Thanks for the link, Prof.


Though it doesn't seem to settle my concerns about the occupation. If I understand correctly, the US has "legal" right to force because Iraq didn't hold to a cease fire agreement set in 1991.

What concerns me however it the pretext under which US Forces went into the country. If I remember correctly there were a series of different excuses that changed as the conflict went on. I can't remember if it started with Iraqi ties to Al Quaeda or with the belief that Iraq had weapons of mass destruction.

Though both of these claims were used as the main excuse for invasion at different times. After both of them were proven to be baseless, the reason then became liberation of Iraqi people. I'm not saying that this was not an intention all along, more that it wasn't the main reason for occupation covered in the media. And even then the irony is that it's hard to feel liberated as a people when you have foreign occupants in your country.

Quote:
Since it was not directly attacked by Iraq the United States did not have an obvious right to self-defense. The administration, though, argued that it had a right to defend itself preemptively against a future possible attack. In his speech to the United Nations on September 12, 2002, President Bush described Saddam Hussein's regime as "a grave and gathering danger," detailed that regime's persistent efforts to acquire weapons of mass destruction, and spoke of an "outlaw regime" providing such weapons to terrorists.
If we're working under the idea of self defense then the argument is really in the vein of a "It's coming right for us" shoot first, ask later mentality.
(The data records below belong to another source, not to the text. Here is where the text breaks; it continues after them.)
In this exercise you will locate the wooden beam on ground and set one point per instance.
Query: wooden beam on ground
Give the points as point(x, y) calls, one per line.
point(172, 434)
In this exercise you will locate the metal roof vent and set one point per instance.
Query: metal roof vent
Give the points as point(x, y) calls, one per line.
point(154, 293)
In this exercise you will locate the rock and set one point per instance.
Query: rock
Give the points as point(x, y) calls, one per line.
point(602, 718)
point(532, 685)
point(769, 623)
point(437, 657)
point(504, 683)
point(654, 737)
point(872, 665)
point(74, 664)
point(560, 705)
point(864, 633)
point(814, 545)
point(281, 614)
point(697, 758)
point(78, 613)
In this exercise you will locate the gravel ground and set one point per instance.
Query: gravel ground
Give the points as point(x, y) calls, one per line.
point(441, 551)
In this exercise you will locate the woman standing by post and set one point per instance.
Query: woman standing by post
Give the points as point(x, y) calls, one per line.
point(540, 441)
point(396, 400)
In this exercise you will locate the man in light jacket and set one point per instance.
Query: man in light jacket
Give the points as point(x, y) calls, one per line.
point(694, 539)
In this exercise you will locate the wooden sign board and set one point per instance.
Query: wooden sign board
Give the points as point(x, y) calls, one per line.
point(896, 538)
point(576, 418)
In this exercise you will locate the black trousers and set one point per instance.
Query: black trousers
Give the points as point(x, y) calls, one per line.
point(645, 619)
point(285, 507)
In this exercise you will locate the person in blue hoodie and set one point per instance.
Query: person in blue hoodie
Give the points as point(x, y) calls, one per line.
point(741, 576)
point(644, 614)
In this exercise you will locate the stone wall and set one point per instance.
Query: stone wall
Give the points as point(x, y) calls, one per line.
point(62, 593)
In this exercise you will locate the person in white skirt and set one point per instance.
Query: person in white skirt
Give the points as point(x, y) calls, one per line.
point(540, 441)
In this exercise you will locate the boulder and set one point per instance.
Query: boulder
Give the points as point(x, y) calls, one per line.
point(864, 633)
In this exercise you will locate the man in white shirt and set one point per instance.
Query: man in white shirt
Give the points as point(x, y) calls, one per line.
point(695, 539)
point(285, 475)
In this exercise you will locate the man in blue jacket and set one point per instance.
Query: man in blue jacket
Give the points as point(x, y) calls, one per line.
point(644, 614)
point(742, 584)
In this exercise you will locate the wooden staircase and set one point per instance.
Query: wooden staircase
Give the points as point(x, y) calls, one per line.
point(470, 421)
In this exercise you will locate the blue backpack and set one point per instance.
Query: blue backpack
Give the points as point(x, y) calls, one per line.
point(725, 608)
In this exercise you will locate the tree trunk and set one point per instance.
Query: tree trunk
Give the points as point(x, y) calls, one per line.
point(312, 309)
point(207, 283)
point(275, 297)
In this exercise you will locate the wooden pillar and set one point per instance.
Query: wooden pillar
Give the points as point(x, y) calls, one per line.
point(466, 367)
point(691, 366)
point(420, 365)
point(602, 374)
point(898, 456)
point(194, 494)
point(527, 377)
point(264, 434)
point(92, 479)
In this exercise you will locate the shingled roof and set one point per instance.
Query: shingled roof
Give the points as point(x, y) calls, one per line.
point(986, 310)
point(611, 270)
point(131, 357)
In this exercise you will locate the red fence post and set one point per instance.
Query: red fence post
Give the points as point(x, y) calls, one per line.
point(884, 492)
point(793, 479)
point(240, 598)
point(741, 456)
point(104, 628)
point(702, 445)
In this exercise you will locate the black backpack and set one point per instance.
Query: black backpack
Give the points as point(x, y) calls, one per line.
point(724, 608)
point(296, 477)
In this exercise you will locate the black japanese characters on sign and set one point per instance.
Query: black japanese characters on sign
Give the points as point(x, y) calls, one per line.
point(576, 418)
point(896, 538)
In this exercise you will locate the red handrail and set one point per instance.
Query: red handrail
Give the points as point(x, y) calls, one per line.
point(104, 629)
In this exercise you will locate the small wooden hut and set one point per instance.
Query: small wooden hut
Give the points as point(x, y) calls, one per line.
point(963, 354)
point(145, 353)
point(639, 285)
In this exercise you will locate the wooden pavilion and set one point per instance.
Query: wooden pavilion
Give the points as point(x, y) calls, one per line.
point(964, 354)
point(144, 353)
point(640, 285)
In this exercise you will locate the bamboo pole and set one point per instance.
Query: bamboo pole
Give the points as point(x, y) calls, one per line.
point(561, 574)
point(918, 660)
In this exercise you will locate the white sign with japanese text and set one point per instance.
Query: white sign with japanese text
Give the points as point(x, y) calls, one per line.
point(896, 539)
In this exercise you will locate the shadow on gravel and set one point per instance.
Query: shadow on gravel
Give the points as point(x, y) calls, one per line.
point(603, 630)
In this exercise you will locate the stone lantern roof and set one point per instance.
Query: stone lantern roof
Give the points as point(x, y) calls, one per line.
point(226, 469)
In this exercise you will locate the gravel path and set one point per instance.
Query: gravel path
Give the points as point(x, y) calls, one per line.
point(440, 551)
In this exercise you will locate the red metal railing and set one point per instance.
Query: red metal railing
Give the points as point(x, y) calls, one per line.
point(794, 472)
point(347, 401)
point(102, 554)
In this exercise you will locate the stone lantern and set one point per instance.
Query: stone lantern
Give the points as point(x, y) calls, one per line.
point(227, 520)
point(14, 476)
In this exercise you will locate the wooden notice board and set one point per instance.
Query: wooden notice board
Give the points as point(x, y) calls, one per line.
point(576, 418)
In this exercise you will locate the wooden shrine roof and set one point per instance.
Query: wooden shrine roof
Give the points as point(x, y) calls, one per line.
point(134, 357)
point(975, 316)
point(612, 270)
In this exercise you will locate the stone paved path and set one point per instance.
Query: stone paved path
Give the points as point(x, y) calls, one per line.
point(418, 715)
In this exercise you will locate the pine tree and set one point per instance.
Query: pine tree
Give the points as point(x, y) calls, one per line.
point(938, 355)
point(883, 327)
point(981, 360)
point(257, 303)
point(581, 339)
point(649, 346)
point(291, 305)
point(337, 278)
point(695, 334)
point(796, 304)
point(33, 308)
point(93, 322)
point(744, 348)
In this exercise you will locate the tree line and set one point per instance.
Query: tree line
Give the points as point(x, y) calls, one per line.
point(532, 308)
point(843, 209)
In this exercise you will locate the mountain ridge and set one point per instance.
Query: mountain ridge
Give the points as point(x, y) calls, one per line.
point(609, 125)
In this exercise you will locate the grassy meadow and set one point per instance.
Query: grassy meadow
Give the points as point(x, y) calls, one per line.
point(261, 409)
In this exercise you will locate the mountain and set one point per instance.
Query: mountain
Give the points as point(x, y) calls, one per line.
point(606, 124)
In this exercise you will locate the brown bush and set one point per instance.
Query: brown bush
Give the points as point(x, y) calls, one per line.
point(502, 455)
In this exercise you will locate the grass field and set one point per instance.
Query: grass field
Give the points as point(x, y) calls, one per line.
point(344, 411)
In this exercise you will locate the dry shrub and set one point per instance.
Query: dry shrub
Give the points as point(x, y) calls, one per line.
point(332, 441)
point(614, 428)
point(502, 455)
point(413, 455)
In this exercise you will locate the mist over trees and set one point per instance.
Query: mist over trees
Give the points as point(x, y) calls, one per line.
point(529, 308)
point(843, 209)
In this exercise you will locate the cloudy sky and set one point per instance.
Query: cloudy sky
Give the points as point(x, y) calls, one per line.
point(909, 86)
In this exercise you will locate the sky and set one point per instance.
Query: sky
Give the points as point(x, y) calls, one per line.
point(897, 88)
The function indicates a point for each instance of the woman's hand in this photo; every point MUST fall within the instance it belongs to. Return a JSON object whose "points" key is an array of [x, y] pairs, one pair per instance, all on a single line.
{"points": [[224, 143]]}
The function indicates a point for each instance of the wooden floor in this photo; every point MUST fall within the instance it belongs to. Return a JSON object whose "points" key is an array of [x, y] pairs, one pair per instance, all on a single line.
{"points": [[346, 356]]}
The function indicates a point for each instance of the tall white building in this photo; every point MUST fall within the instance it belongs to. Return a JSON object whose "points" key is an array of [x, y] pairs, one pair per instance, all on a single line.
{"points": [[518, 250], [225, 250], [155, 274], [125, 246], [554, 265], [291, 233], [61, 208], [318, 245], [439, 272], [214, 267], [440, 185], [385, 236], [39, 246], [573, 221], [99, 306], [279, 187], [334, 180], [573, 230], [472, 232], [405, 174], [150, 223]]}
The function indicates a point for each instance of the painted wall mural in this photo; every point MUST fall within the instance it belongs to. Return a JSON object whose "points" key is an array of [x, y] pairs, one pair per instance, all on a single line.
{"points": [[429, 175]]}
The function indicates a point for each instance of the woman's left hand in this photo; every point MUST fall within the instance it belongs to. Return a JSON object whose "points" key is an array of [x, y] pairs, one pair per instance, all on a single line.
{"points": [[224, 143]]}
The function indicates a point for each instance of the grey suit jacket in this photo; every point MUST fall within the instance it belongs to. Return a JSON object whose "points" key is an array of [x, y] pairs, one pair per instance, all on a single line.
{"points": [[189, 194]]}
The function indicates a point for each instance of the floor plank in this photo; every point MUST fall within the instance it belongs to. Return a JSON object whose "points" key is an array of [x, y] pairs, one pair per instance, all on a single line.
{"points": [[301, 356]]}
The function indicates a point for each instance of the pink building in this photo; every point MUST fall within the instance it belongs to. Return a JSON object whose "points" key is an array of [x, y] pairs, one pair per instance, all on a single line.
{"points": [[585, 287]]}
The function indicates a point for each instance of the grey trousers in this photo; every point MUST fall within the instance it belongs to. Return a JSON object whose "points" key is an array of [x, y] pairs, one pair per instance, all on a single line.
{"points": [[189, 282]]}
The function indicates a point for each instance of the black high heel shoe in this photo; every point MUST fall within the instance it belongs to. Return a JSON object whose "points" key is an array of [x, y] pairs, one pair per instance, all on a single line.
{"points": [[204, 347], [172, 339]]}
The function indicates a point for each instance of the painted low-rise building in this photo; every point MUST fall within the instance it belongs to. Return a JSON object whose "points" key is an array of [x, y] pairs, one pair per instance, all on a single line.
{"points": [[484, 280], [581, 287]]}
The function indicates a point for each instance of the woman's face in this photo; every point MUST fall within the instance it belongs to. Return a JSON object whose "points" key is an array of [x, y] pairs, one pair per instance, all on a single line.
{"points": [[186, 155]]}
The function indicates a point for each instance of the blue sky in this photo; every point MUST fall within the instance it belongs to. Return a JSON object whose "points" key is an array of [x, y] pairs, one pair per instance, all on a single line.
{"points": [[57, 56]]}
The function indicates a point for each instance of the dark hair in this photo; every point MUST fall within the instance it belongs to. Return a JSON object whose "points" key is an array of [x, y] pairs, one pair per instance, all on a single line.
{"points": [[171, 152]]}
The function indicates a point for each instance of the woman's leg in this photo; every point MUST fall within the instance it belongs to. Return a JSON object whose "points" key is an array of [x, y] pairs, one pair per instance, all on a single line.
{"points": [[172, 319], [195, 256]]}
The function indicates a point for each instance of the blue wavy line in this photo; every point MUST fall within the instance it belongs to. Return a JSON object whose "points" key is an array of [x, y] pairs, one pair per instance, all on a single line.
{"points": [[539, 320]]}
Because potentially you could label any country as a potential future threat but this should not be grounds for occupation.


And if I was going to talk about Guantanamo I wouldn't so much be concerned about the imprisonment of enemy combatants as I would be about the abduction and incarceration of people within your own country with no trial.




I've found nothing yet to sway me away from the feeling that the whole affair smacks of illegality. And what really concerns me is that as a super power, the US should be the country leading by example, not bending rules and operating wthin grey areas.